Describir los episodios del Toro y del unitario y compararlos
Respuestas a la pregunta
Directo al punto
El narrador de El Matadero lo establece apenas el relato comienza: prefiere callar antes que ser difuso («Tengo muchas razones para no seguir ese ejemplo, las que callo por no ser difuso»)1. Si no quiere ser difuso es porque quiere ir directo al punto, sin demorarse en introitos que no sean imprescindibles. Ahora bien: ¿cuál es ese punto en El Matadero? ¿Adónde se supone que quiere llegar sin demoras? El punto adonde se dirige la narración, y el punto donde culmina, es sin dudas el episodio del unitario. Pero lo cierto es que el episodio del unitario no aparece sino después de unas cuantas páginas; e incluso esos otros episodios que de alguna manera lo anticipan y lo introducen (el de la muerte del niño, el del inglés del saladero) demoran bastante en aparecer en el relato. Es así que la voluntad de ir al punto de la manera más inmediata va encontrando, sin que pueda por eso decirse que El Matadero resulte difuso, diversas capas de mediación. En cierto modo el relato avanza buscando esa palabra directa, que es ante todo la palabra política, y cuando la encuentre, o crea encontrarla, la pondrá en boca del personaje del unitario para que luego la asuma también el propio narrador, y uno y otro digan de manera directa lo que acerca del gobierno de Rosas tienen para decir. Pero hay algo de la eficacia de esa palabra directa que El Matadero nunca alcanza a capturar, y no solamente porque las parrafadas de contenido político que declaman el unitario y el narrador puedan ser lo menos eficaz del relato desde un punto de vista literario. Esa palabra es siempre menos directa de lo que quisiera; y también en esto la inmediatez (la de una palabra capaz de desencadenar una acción o de modificar un hecho) se busca y se desencuentra. Si la concreción de una palabra se verifica en su poder de alteración de lo real, toda palabra literaria es difusa. Y si bien el narrador de El Matadero quiere callar lo necesario para llegar directo al punto, no puede eludir esas capas de mediación que, aunque en un sentido puedan constituir una especie de obstáculo, en otro no son sino la materia con la que el cuento está hecho.

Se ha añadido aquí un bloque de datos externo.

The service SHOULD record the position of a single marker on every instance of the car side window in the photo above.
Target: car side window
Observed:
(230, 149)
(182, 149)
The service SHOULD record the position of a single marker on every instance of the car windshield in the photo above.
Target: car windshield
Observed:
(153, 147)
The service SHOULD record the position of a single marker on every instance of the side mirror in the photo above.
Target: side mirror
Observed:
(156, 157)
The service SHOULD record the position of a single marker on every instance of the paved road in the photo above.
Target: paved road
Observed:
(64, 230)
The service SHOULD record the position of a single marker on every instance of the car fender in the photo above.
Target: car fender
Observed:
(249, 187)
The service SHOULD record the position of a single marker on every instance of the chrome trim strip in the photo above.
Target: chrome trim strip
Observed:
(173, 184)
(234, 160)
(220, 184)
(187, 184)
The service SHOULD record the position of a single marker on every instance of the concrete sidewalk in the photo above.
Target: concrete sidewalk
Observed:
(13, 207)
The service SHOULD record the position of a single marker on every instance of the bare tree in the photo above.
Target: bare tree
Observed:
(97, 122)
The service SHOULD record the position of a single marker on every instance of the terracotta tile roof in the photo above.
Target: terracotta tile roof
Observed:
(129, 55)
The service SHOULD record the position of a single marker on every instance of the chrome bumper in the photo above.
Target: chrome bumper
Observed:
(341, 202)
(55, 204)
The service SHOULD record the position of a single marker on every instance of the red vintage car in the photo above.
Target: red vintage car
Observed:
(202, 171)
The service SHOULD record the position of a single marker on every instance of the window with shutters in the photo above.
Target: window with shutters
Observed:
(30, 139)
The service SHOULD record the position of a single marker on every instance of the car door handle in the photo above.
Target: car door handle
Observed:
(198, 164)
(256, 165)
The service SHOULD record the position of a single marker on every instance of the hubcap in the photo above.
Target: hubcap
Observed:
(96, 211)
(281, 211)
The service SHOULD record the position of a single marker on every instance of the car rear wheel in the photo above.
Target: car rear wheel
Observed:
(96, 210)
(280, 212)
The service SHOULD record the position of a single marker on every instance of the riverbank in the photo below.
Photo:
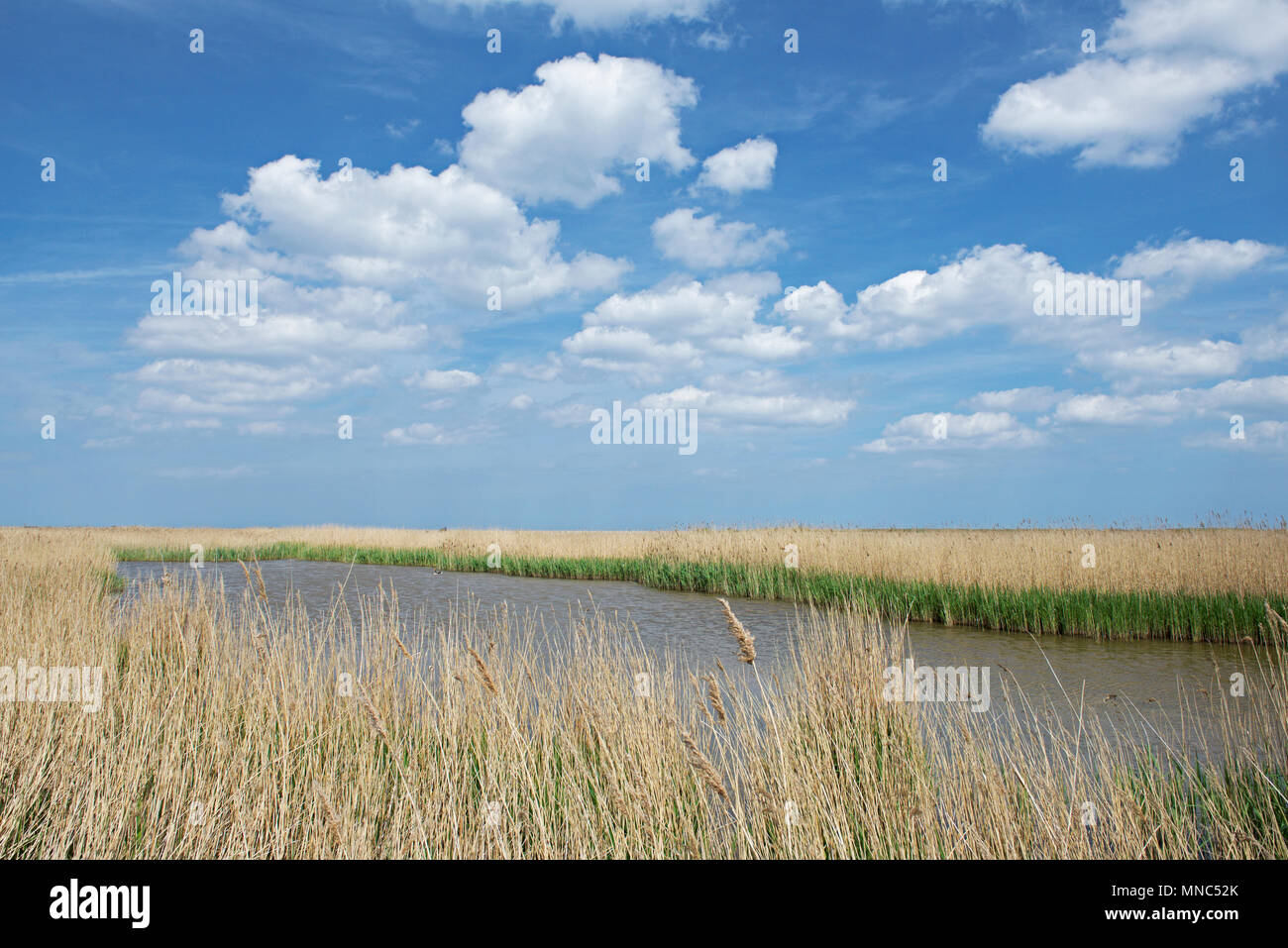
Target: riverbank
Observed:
(240, 730)
(1223, 617)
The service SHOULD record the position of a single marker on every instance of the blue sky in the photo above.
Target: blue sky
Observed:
(859, 340)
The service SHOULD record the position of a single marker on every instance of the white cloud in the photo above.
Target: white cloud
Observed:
(595, 14)
(982, 429)
(706, 244)
(745, 166)
(1164, 65)
(1189, 261)
(438, 380)
(1163, 407)
(222, 385)
(1026, 399)
(1167, 361)
(986, 286)
(679, 324)
(782, 410)
(411, 227)
(715, 40)
(587, 119)
(429, 433)
(623, 350)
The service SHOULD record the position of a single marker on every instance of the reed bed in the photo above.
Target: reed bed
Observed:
(1198, 584)
(231, 729)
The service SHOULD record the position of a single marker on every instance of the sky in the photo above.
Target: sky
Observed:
(829, 235)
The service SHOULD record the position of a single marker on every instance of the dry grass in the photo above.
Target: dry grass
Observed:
(473, 740)
(1166, 561)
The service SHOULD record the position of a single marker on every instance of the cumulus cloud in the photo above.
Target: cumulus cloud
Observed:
(780, 410)
(679, 324)
(411, 227)
(1167, 361)
(1190, 261)
(706, 244)
(745, 166)
(1164, 65)
(982, 429)
(570, 137)
(1163, 407)
(593, 14)
(1026, 399)
(439, 380)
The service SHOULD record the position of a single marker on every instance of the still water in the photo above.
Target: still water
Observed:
(1131, 686)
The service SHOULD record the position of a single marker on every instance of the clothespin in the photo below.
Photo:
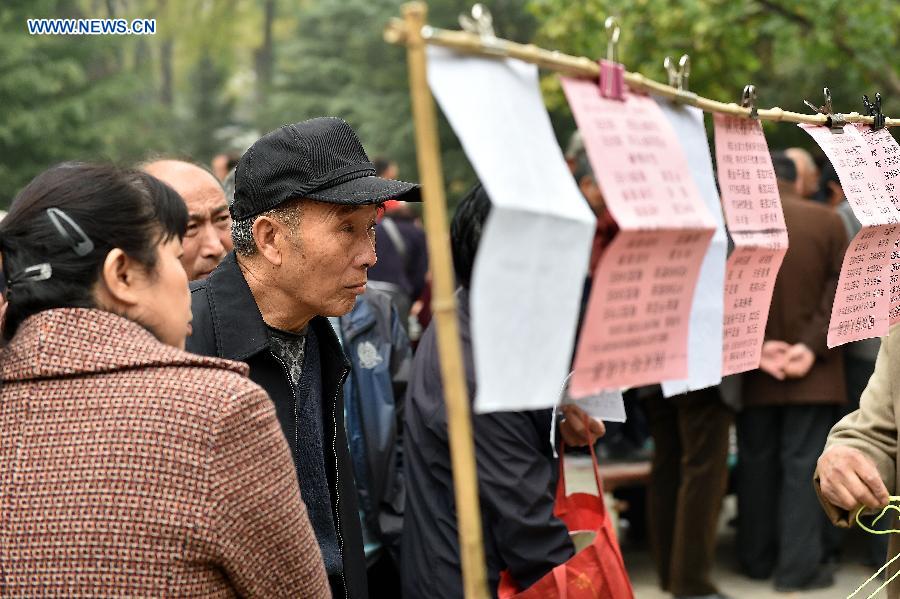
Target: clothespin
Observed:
(481, 23)
(612, 73)
(873, 109)
(748, 100)
(835, 122)
(678, 78)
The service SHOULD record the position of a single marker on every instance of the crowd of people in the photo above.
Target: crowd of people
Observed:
(212, 385)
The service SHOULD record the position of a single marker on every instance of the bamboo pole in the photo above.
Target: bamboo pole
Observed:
(398, 32)
(459, 425)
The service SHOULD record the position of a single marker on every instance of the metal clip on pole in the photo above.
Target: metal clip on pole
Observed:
(612, 73)
(748, 100)
(678, 78)
(481, 23)
(835, 122)
(873, 109)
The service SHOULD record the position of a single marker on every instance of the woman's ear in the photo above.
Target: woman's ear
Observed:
(265, 233)
(118, 279)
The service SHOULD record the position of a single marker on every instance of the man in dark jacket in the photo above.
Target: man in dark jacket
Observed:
(304, 220)
(516, 469)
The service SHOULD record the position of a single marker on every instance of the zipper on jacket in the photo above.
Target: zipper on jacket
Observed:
(337, 472)
(337, 477)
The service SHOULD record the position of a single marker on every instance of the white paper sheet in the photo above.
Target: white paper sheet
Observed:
(707, 311)
(535, 248)
(608, 406)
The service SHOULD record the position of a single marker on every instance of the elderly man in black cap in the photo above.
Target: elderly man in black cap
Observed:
(304, 210)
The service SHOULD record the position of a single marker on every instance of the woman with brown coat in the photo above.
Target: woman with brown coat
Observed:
(128, 466)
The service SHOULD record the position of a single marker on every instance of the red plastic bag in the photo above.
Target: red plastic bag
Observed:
(595, 572)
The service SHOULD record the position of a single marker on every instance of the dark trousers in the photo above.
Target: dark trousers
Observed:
(688, 482)
(384, 578)
(779, 518)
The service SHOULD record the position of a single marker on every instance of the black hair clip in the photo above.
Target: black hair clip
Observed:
(82, 246)
(873, 109)
(31, 274)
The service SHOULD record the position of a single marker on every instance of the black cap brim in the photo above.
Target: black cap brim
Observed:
(367, 190)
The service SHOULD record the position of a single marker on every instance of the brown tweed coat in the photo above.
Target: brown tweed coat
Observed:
(130, 468)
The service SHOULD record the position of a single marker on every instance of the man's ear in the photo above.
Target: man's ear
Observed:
(265, 232)
(118, 278)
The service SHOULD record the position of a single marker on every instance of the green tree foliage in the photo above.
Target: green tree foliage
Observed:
(219, 73)
(789, 50)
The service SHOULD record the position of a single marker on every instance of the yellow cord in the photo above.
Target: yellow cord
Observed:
(884, 511)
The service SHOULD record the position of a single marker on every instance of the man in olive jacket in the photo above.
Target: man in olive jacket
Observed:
(304, 213)
(860, 462)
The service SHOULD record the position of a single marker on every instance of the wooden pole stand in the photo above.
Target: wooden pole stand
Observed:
(456, 396)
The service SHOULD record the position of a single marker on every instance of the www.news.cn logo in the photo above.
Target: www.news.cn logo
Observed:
(92, 26)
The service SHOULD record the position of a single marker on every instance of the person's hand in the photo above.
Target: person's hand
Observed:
(798, 360)
(578, 429)
(772, 358)
(848, 479)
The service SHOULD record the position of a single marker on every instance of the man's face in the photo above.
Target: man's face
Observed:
(208, 237)
(326, 258)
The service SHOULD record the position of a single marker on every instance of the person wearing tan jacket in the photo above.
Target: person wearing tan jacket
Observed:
(859, 466)
(129, 467)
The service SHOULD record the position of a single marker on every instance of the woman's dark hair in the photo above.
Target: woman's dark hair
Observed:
(465, 232)
(113, 207)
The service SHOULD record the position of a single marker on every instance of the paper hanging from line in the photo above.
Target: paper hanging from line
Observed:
(884, 154)
(755, 220)
(862, 302)
(636, 326)
(707, 308)
(608, 406)
(533, 257)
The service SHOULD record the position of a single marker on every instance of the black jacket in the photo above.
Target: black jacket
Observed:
(516, 485)
(227, 324)
(381, 359)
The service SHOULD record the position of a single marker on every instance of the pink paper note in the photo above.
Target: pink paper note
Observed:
(868, 296)
(861, 305)
(755, 220)
(637, 320)
(636, 327)
(884, 153)
(637, 160)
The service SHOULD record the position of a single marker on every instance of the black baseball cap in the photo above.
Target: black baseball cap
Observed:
(320, 159)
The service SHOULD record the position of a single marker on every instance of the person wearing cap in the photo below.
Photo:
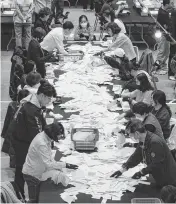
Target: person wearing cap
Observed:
(119, 61)
(120, 40)
(39, 160)
(54, 39)
(36, 53)
(154, 152)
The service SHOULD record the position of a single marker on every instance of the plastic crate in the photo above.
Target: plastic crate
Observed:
(85, 145)
(73, 57)
(145, 200)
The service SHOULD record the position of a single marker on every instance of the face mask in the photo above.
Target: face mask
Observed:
(84, 25)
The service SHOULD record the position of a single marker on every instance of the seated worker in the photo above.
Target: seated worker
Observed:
(143, 93)
(84, 31)
(54, 39)
(33, 82)
(107, 15)
(142, 112)
(119, 61)
(6, 133)
(154, 152)
(42, 20)
(35, 52)
(131, 84)
(39, 160)
(162, 112)
(120, 40)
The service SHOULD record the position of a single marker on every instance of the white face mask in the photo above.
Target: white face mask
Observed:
(84, 25)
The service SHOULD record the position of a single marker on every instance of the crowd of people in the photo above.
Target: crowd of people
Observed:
(29, 140)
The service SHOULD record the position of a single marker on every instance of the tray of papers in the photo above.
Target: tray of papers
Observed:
(84, 138)
(71, 57)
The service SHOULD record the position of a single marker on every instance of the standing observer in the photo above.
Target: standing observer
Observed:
(22, 22)
(29, 122)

Lo paradójico es que esa eficacia que el narrador de El Matadero desearía pero no alcanza, ni alcanza tampoco a insuflarle al unitario, sí la detentan los federales que aparecen en el relato. Las palabras de los federales sí son directas y desencadenan acciones y reacciones en la realidad que el relato representa:
Es emperrado y arisco como un unitario. -Y al oír esta mágica palabra todos a una voz exclamaron-: ¡Mueran los salvajes unitarios!
(318)
[...] Más de repente la ronca voz de un carnicero gritó:
-¡Allí viene un unitario! -y al oír tan significativa palabra toda aquella chusma se detuvo como herida de una impresión subitánea.
(321)
Puede que al narrador de El Matadero, o a su autor mismo, o al personaje del unitario, no les falte una palabra «significativa». Lo que es seguro que les falta es una palabra «mágica». El mundo al que quisieran afectar les queda así irremediablemente lejos. Y algo de esa lejanía deja su huella en el relato: si este texto fue escrito por Esteban Echeverría aproximadamente entre 1838 y 1840, y «los sucesos de mi narración pasaban por los años de Cristo de 183...», ¿por qué luego dice: «Sucedió, pues, en aquel tiempo, una lluvia muy copiosa» (311, el subrayado es mío)? ¿Por qué inventa en el discurso una distancia temporal que en realidad no existe, ya que entre la escritura del texto y los hechos narrados no pueden haber pasado más que unos pocos años? ¿No hay algo de esto que queda ya determinado por la frase con la que comienza el cuento: «A pesar de que la mía es historia...» (310)? ¿No hay algo de invención de una distancia histórica en El Matadero, como la hay en Amalia de José Mármol, donde se apela al género de la novela histórica para contar hechos que en verdad son prácticamente contemporáneos?
En el caso de El Matadero de Echeverría, el efecto es doble. Porque el cuento ha sido escrito ciertamente cerca de los hechos, como palabra inmediata. Pero no habría de ser leído sino mucho después, unos treinta años después, es decir cuando esa distancia temporal que en el relato quedaba inventada se había tornado efectivamente existente en la realidad. Juan María Gutiérrez publicó hacia 1870 este relato que Esteban Echeverría había dejado inédito. Para entonces, «los años de Cristo de 183...» ya resultaban efectivamente un «aquel tiempo». Así, las capas de mediación reaparecen también en este nivel: también en lo que hace a la escritura y la publicación del cuento, El Matadero debió renunciar a la eficacia política de la palabra inmediata. También en este nivel se quedó sin poder ir directamente al punto.